It feels good to be on the cutting edge. Sourcing your food or products locally is less expensive and more healthy for you and the planet. Climate instability and supply chain disturbances will be catastrophic for those places that are not connected with abundant farmland, water, and food sources. The best way to have food security, a healthy lifestyle, and be resilient in the face of massive global changes is to understand the basic principles of permaculture and regeneration. From backyard gardening, to water harvesting, to educational programs, to working with local government, permaculture is becoming a powerful vehicle for much-needed change.
Every living thing including plants, animals, human societies, and ecosystems have a natural life-cycle.

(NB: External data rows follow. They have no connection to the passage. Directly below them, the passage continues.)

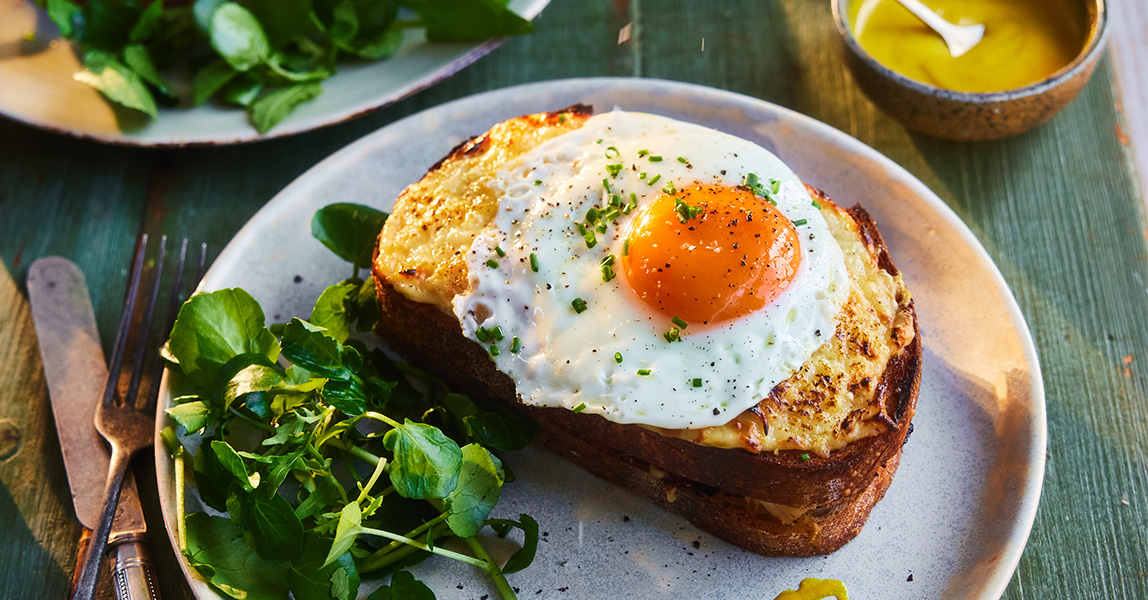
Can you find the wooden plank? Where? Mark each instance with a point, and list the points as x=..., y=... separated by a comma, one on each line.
x=1130, y=56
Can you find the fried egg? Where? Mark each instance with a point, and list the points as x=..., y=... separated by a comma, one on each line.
x=651, y=271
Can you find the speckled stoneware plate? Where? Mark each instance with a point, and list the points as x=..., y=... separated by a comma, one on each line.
x=958, y=514
x=37, y=87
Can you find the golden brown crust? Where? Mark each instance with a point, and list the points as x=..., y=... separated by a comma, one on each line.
x=838, y=488
x=432, y=339
x=728, y=516
x=423, y=246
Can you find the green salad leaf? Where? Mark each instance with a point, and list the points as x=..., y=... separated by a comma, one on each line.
x=239, y=37
x=217, y=550
x=426, y=461
x=403, y=586
x=480, y=481
x=274, y=106
x=330, y=460
x=116, y=82
x=285, y=47
x=349, y=231
x=214, y=328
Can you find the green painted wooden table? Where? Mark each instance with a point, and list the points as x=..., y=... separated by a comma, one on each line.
x=1057, y=209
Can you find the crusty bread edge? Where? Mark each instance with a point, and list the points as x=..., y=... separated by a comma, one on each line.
x=840, y=490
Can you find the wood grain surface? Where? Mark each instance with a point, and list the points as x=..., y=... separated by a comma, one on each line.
x=1057, y=209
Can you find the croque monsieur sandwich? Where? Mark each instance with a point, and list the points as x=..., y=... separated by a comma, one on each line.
x=677, y=311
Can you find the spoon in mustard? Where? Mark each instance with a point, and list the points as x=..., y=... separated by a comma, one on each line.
x=960, y=39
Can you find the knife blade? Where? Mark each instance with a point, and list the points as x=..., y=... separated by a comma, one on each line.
x=76, y=373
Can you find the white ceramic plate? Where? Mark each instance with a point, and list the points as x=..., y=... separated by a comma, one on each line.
x=38, y=87
x=958, y=514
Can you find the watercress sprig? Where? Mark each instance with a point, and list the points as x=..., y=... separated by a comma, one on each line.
x=323, y=460
x=265, y=56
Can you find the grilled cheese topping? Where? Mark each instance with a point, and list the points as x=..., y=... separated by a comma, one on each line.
x=829, y=403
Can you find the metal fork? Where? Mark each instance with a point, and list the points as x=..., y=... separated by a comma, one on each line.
x=125, y=426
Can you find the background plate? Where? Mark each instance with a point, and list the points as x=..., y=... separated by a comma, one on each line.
x=958, y=514
x=38, y=87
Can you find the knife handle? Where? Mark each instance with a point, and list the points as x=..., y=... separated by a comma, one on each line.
x=133, y=574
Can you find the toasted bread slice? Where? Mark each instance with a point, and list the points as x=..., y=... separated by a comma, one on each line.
x=772, y=493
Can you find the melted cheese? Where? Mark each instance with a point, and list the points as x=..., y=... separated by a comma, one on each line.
x=829, y=403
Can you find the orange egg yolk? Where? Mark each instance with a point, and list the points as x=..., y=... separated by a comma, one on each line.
x=732, y=255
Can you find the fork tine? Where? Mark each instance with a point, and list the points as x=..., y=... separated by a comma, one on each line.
x=140, y=352
x=172, y=311
x=199, y=270
x=125, y=321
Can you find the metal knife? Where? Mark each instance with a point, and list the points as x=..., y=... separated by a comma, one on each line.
x=77, y=373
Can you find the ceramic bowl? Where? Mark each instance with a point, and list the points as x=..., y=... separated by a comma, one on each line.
x=971, y=116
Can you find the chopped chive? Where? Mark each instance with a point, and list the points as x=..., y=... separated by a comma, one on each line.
x=685, y=212
x=633, y=204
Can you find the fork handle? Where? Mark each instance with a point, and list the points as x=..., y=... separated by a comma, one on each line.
x=133, y=575
x=97, y=547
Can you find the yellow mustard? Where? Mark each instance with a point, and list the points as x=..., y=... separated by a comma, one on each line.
x=812, y=589
x=1025, y=40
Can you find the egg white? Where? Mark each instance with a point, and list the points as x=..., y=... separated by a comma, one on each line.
x=566, y=358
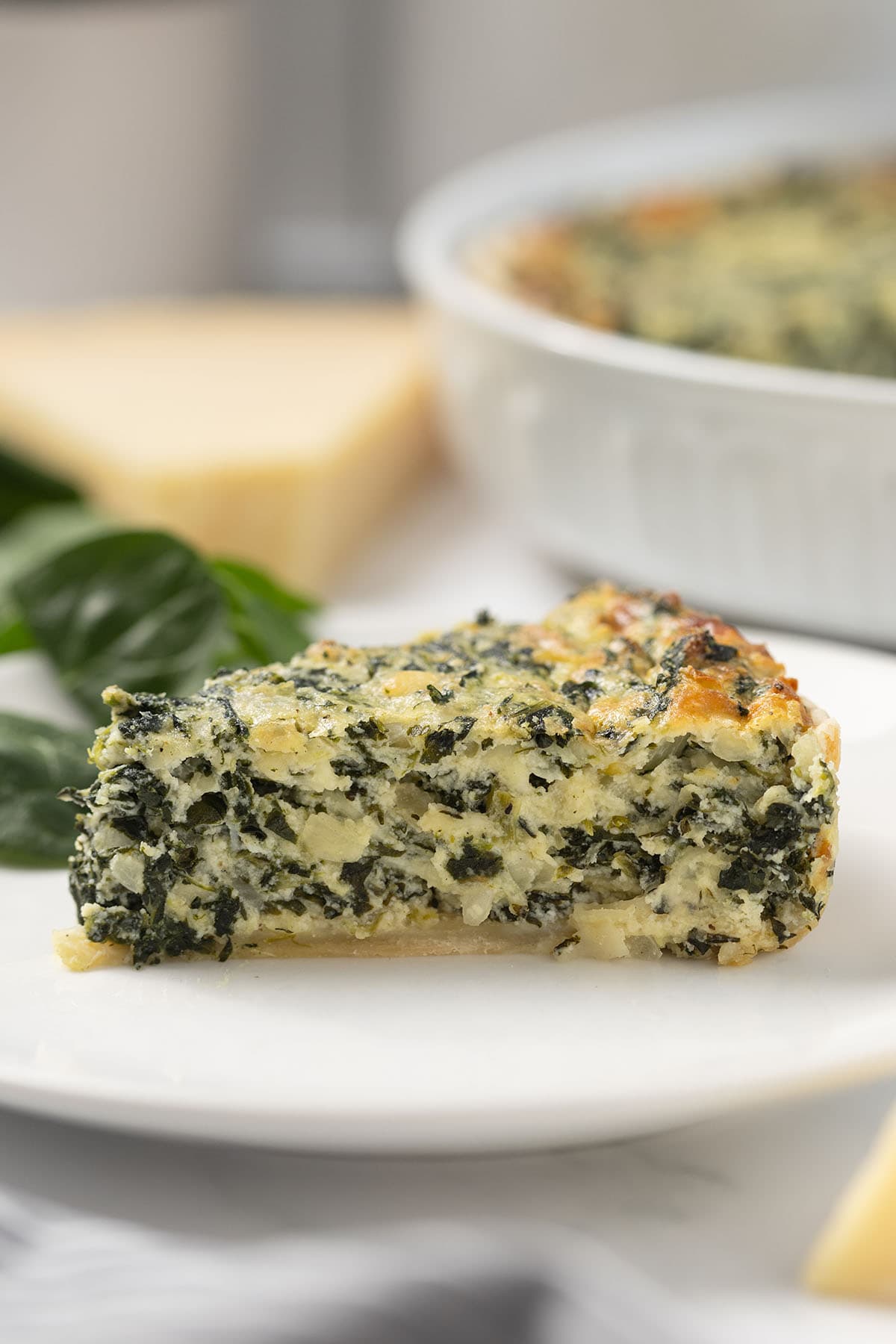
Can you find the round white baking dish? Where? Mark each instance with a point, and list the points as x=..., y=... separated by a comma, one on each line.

When food, nutrients, and energy are abundant there is rapid growth and expansion. At a certain point all growth will reach its limits and begin to decay.
For example, a tree may grow branches that extend farther than and become more heavy than the trunk can hold. When a strong wind blows or the snow comes it will break off overgrown tree limbs causing them to fall from their own weight. This is the natural cycle of birth, expansion, growth, decay, death, and regeneration. All life forms and systems are subject to these cycles. Permaculture teaches us how to prepare for and thrive within these natural cycles.
Opportunities and Limitations: Throughout all of history a country’s geography and local resources dictated its strengths and weaknesses. Arid desolate places had small communities of humans whereas lush and abundant river valleys had large thriving cities. Today cheap fuel and energy have created many opportunities that allow us to trade resources across the globe and thus live beyond the normal constraints of our local ecosystems and geography.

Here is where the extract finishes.